I grew up listening to stories of baseball from my father. His years of playing included being captain of his varsity baseball team in 1938 and 1939 at Alhambra High School, Los Angeles County. He would regale us kids over the dinner table with many fun and exciting stories.
He was a U.S. Marine in the South Pacific during World War II, and he told us that when there was no fighting, they played baseball to fill the time. He played with Pee Wee Reese and Mickey Mantle long before they were baseball icons. And in high school, he played with Ralph Kiner, who became a huge star in the late 1940s and 1950s, and an announcer after that.
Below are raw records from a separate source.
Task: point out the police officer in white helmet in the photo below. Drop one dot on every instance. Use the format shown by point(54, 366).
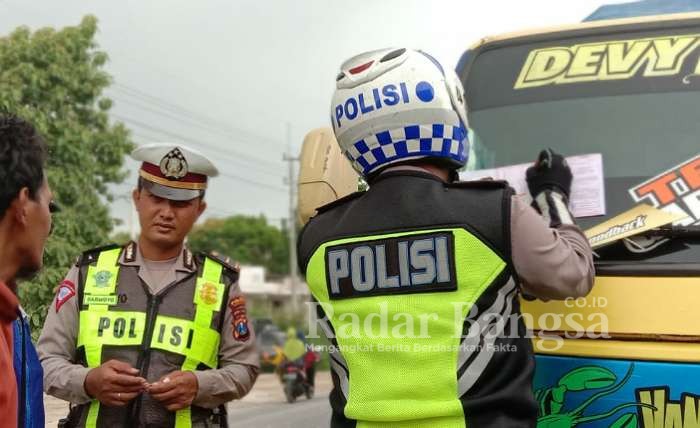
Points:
point(417, 279)
point(149, 334)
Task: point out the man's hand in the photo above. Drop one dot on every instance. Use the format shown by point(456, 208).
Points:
point(550, 172)
point(175, 390)
point(114, 383)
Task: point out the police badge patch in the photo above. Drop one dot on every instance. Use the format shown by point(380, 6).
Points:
point(174, 165)
point(102, 278)
point(241, 331)
point(66, 290)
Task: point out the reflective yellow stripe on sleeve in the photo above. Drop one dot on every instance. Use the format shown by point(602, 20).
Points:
point(208, 297)
point(98, 294)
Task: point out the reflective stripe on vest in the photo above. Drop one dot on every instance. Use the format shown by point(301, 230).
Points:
point(398, 318)
point(99, 326)
point(208, 297)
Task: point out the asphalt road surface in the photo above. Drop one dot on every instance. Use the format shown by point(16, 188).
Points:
point(264, 407)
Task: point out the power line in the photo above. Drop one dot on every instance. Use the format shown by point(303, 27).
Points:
point(191, 114)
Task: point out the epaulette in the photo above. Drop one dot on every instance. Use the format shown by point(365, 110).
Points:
point(90, 256)
point(479, 184)
point(227, 263)
point(340, 201)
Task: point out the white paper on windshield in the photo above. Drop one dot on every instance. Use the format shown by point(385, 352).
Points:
point(587, 189)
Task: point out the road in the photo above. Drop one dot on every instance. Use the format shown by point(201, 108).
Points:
point(264, 407)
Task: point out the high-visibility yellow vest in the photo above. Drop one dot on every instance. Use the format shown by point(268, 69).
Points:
point(113, 317)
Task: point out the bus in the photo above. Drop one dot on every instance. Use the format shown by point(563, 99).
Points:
point(628, 89)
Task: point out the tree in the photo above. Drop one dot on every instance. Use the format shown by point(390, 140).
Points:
point(55, 80)
point(245, 239)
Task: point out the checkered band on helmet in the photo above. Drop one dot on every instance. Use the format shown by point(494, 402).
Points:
point(409, 142)
point(395, 105)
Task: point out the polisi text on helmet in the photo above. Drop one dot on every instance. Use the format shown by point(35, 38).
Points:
point(377, 98)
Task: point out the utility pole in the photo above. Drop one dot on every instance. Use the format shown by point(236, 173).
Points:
point(291, 223)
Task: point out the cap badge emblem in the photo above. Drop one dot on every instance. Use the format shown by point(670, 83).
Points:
point(174, 165)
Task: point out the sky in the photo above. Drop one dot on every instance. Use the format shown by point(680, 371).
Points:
point(244, 81)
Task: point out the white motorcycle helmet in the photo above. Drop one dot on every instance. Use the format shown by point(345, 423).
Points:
point(393, 105)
He was inducted into the Baseball Hall of Fame in 1975.
In September of 1991, my father was turning 70, and I wanted to do something special for him. I thought about getting something signed by Ralph Kiner. Maybe a ball, a card? No, I’ll try and get a hold of Mr. Kiner personally — however, how would one go about that? I knew he was the voice of the New York Mets, so I called Shea Stadium. I didn’t know what to expect, but I wanted to try.
I told a very nice and sympathetic operator what I wanted for my father’s 70th birthday. She was impressed, and wanted very much to help me get ahold of Mr. Kiner. She promised to make sure he got my message. I told her to have him call collect.
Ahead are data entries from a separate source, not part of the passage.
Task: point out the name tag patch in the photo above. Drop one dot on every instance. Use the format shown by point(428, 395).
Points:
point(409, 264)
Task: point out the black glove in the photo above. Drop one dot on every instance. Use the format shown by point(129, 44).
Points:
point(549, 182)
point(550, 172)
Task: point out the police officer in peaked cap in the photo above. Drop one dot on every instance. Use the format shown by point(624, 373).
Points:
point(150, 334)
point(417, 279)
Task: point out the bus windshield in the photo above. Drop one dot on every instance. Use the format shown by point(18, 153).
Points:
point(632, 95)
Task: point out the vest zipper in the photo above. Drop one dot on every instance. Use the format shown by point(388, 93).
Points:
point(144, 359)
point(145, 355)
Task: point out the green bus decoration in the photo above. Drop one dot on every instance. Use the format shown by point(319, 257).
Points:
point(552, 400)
For the next week, every time the phone rang, I’d jump, but he didn’t call. I was starting to doubt I’d ever hear back from him. But that Sunday afternoon the phone rang, and when I answered it, the operator asked if I’d accept a collect call form Ralph Kiner! I exclaimed “yes!”
Then I heard Kiner’s voice say: “You know, I had to dig out my old high school yearbook, because I couldn’t remember who the hell Bill Thompson was!” Then he continued with a laugh, “Of course I remember your father. So he’s going to be 70 in September, well, great! What can I do to help?”
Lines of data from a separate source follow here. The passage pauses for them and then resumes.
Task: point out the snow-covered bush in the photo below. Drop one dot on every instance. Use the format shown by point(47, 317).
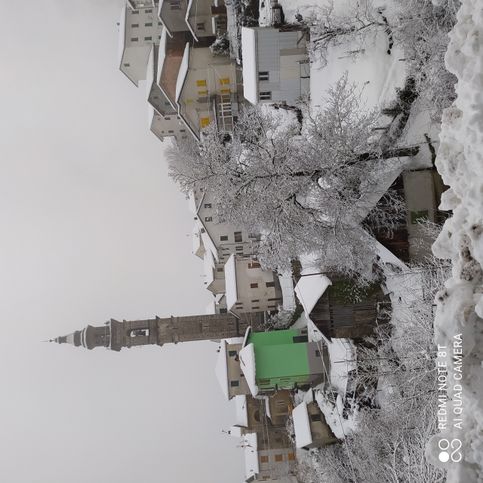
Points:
point(221, 45)
point(422, 30)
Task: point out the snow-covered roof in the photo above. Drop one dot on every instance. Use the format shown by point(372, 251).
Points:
point(309, 289)
point(267, 407)
point(247, 334)
point(162, 52)
point(248, 367)
point(122, 35)
point(230, 282)
point(183, 71)
point(209, 267)
point(301, 424)
point(250, 445)
point(250, 60)
point(151, 69)
point(241, 411)
point(198, 247)
point(221, 369)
We talked for a long time. He remembered my father well and regaled me with a few anecdotes from those days. I asked if I sent him a baseball and maybe a trading card, would he please sign them and send them back to me? He said he’d do one better and send me a signed bat and an autographed book that he had just written, along with the card and baseball. I was thrilled! Getting bolder, I ask him if he’d call my dad on his birthday. Kiner said he’d be out of town with the Mets, but he’d try.
I was so taken aback by his generosity and warmth. He he made me feel great, and I knew that this birthday would be very special for my dad. I had each gift wrapped separately, and as my dad opened each of the things, I could see his glee and surprise. I told him that I had talked with Ralph, who did say he’d try calling, but sadly, that didn’t happen.
However, from then on, whenever the Mets were in San Diego, Ralph would call my father and they would have a dinner or lunch at least once every visit. That was usually twice a year. They even got together for golf a few times. I once asked if I could go with Dad to meet Ralph for lunch, but he smiled: “No, this is my time with an old friend!”
However, he again thanked me for rekindling an old friendship. He was grateful, and that made my day too.